Mark introduced Jane Hutt AM (below), the Assembly Member for the Vale of Glamorgan and Minister for Finance in the National Assembly government. She welcomed the launch of the fifth Welsh Slow Food group, saying it now gives people throughout Wales the opportunity to participate in a grassroots movement that promotes local and sustainable food production and provides a means of reaching politicians regarding local food issues.

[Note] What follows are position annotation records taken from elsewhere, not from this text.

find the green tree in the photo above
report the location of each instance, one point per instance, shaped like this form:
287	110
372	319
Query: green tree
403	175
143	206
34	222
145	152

She noted several areas of Welsh Government policy that particularly coincide with the principles of Slow Food, such as the free breakfast schemes for schoolchildren (e.g. no extra sugar allowed), the Sustainable Food City initiative for Cardiff, the Well-being of Future Generations Act, and the Food Tourism Strategy Action Plan (Food Tourism being defined by the Welsh Assembly as “any activity that promotes a high-quality, distinctive, local and sustainable food experience…”). Jane Hutt concluded by commenting that, given the convergence of objectives, Wales should aim to become a Slow Food nation.

Geoff Andrews (below), author of ‘The Slow Food Story: Politics and Pleasure’ (Pluto Press, 2008), talked about the origins and history of the Slow Food movement and how its once marginal ideas have become mainstream. Members of the Cardiff, Vale & Valleys Beekeepers talked us through some basic beekeeping, while Joanne Tarling of Love Food Hate Waste gave some useful tips about reducing food waste (e.g. using left-overs and getting portion sizes right), and how this can save you money (up to £60 a month). Liz Torbin of ViVino wines of Hirwaun talked about how the company imports wine from small Spanish producers who do not use pesticides or additives in wine production.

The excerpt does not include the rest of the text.